Relato mais real que a minha própria existência

Esses dias quando voltava para a casa, tive a oportunidade de observar uma conversa entre um homem mudo e algumas pessoas no terminal de ônibus da cidade vizinha. E quando falo em conversa, não me refiro ao uso de libras (já que ele era mudo). Não.  Era apenas uma interação com gestos não muito elaborados, coisa de improviso mesmo, entre o motorista e o cobrador do ônibus que àquela hora da noite já deveriam estar exaustos pelo trabalho e sufocados pela rotina, mas que mesmo assim estavam usando de seu intervalo para dar atenção e tentar compreender ao menos um pouco aquele homem já tão incompreendido e negligenciado por tantos pelo fato de ser mudo. Os gestos eram inventados ali mesmo, no mais puro improviso.
Todas as pessoas com suas vidas, seus problemas e seus cansaços... Quem teria tempo para falar com alguém que nem fala?
Da janela do ônibus fiquei maravilhado com a atitude do cobrador e do motorista e então passei a observar os três.

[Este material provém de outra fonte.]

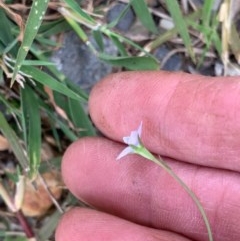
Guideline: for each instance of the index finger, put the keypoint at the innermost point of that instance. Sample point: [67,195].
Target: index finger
[186,117]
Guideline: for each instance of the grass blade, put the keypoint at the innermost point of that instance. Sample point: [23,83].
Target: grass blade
[52,83]
[141,10]
[80,119]
[131,63]
[17,149]
[34,21]
[181,25]
[206,13]
[32,122]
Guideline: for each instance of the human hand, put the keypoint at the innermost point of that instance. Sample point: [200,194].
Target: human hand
[190,120]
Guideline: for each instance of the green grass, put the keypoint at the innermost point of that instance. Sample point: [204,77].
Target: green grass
[21,64]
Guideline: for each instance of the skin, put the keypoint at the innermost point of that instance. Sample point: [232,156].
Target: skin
[193,122]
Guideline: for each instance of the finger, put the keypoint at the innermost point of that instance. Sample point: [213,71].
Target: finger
[186,117]
[84,224]
[138,190]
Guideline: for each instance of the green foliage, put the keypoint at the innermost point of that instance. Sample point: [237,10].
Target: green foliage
[33,23]
[27,64]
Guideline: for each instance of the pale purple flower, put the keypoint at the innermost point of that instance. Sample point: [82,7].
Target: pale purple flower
[132,141]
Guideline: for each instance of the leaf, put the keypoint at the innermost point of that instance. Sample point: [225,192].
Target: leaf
[49,81]
[33,23]
[32,126]
[141,10]
[131,63]
[17,149]
[206,12]
[81,119]
[76,8]
[181,25]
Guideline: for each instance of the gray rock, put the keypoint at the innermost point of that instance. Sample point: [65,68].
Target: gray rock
[126,21]
[79,64]
[174,63]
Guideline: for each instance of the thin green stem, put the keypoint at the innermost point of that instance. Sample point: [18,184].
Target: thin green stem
[145,153]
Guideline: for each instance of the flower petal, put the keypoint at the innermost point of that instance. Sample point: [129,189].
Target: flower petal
[126,151]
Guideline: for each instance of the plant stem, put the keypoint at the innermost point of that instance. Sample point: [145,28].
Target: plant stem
[160,162]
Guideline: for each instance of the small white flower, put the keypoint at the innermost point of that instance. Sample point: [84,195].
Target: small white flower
[132,141]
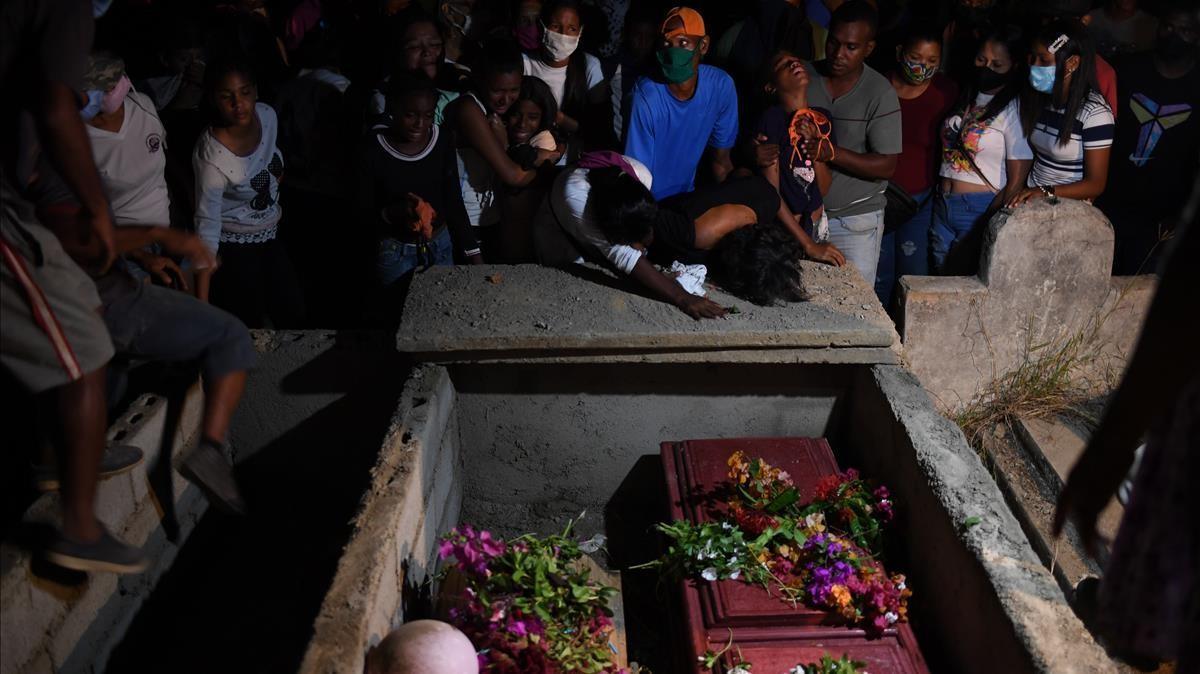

Numa troca de gestos entre eles, pude saber que o homem mudo havia saído de casa naquela hora apenas para comprar a tinta para cabelos que ele mostrava na sacola. Os funcionários da empresa de transporte sinalizavam apontando para o relógio.  Já era bem tarde para alguém estar comprando tinta.
Era para a esposa, e com uma pitada de humor, creio que um dos melhores acessórios para amenizar os impactos da vida, ele sinalizou que a sua mulher o mataria e arrancaria até os dentes caso aquela tintura não chegasse em casa.
"Não. Minha baixinha é muito brava", ele gesticulava para o motorista que brincava com sua sacola. E após o motorista sugerir que ele deixasse a mulher, já que era brava, ele ergueu o braço como se gritasse: NUNCA!
Com a cabeça negando várias vezes ele gesticulava.
"Não troco por nada nesse mundo
Não não não.
Minha!"                                                                                                                         
Naquele momento eu pude entender. O sentimento sempre estará além das palavras, da linguagem oral... Quando há amor, palavras tornam-se desnecessárias.
Mais vale um simples gesto que várias palavras vazias.
Aquele homem que eu nunca havia visto na vida, sem saber, arrancou um sorriso do meu rosto cansado e me fez enxergar além.
Aquele homem que não conseguia falar e talvez nem escutar, levava o peso daquela ausência consigo, mas ainda assim era grato pelo que tinha. Pela sua baixinha.
O motorista e o cobrador então se despediram e entraram no ônibus enquanto aquele simples homem seguiu com um sorriso no rosto e com sua sacola balançando de um lado para o outro até sumir na escuridão da rua. E eu, bem, encostei a cabeça na janela e absorvi toda a poesia da cena que acabara de presenciar enquanto fitava a lua cheia através da verdadeira fábrica de reflexões que é uma janela de ônibus.
A linguagem do amor não necessita de palavras... Pensei.